这一切是发生在前年十一月初的事了。那么久远的日子和现在的你,其间横着一条生活的长河[49a]。这茫茫一片荒山野水,你即使看得见,也很难望得穿[49b]。然而在我看来似乎是发生在,我不说是昨天,而是在今天。受苦是一个很长的瞬间。我们无法将它用季节划分。我们只能记录它的心境,按顺序记下它种种心境的回环往复。对于我们,时间本身不是向前推移,而是回旋运转。它似乎在绕着一个哀苦的圆心盘旋。这是一种凝滞的生活,时时事事都由一个不可变的模式控制,我们吃喝、起卧、祈祷、或者至少是为祷告而下跪,都得遵循一条铁的公式:那些一成不变的律法,这种令人麻木的凝滞,使得每一天都暗无天日,都在重复着过去的日子,分毫不变。这种凝滞,似乎让外界的力也与之呼应,而这些力存在的本质,又恰恰在于不断的变化。春种秋收,农人在田里俯身挥镰,果农穿行于藤蔓间采摘葡萄,果园的青草上,残花落时一片片的白,果子掉下又散散的滚了一地:这一切,我们一点也不知道,一点也无法知道[49c]。

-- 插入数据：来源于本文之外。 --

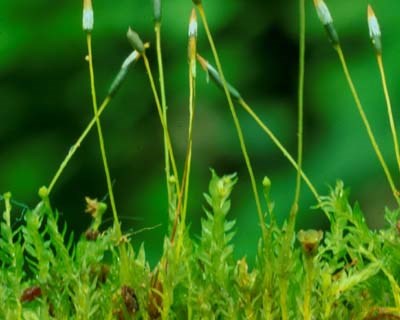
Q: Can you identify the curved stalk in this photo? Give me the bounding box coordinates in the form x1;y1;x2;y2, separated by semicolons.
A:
197;3;267;241
334;45;400;205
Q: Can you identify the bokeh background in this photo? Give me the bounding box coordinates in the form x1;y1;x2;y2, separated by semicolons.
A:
0;0;400;263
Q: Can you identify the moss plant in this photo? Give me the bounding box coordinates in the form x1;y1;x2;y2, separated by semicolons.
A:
0;0;400;320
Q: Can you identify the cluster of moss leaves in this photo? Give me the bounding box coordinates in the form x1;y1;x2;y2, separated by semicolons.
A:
0;172;400;319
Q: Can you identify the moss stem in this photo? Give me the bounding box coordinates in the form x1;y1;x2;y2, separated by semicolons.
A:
376;54;400;175
86;32;122;237
142;53;180;194
334;45;400;205
197;3;267;241
154;21;172;218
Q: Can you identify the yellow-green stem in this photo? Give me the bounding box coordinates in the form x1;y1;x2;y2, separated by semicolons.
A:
142;53;180;194
154;22;172;210
86;32;129;283
182;71;196;223
303;256;314;320
335;45;400;205
171;65;196;252
376;54;400;175
86;32;122;237
197;4;267;240
239;99;321;204
47;96;111;194
290;0;306;228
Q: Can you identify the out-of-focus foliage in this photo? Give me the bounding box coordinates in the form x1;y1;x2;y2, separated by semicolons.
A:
0;0;400;259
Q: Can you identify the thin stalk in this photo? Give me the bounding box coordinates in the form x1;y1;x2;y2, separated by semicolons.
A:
86;32;129;283
303;256;314;320
376;54;400;175
197;3;267;240
239;99;321;204
290;0;306;220
47;96;111;194
171;59;196;248
280;0;306;320
154;22;172;210
86;32;122;237
182;66;196;228
334;45;400;205
142;53;180;194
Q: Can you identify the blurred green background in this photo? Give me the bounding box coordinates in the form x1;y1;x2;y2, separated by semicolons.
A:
0;0;400;263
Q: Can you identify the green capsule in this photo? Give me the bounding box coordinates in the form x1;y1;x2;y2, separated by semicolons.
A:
207;62;242;100
153;0;161;23
324;22;339;46
126;27;144;53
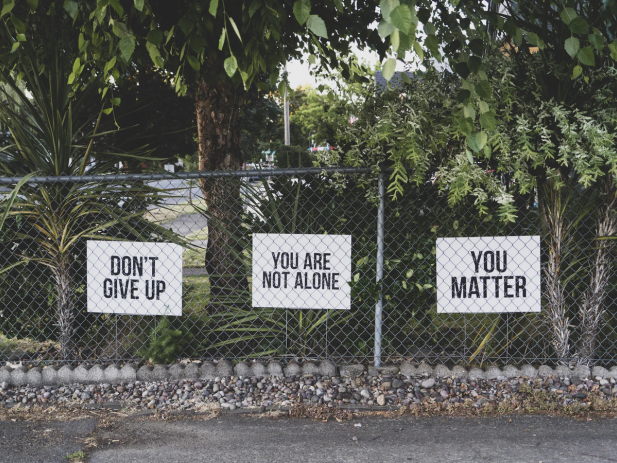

对于我们,只有一个季节,悲怆的季节。 那太阳、那月亮,似乎都从我们的天穹拿掉了。外面也许是蓝天丽日[49d],但是透过头顶小小的铁窗那封得严严的玻璃,漏下的只是一点点灰暗的光线。牢房里整天是晨昏不辨,一如内心中整天是半夜三更[49e]。思维也同时间一样,不再有任何运动。你自己早已忘却的事,或者很容易就忘却的事,现在我正身历其境,明天还将再历其境[49f]。记住这个吧,那样你就会明白一点,这封信我为什么写,为什么这样写。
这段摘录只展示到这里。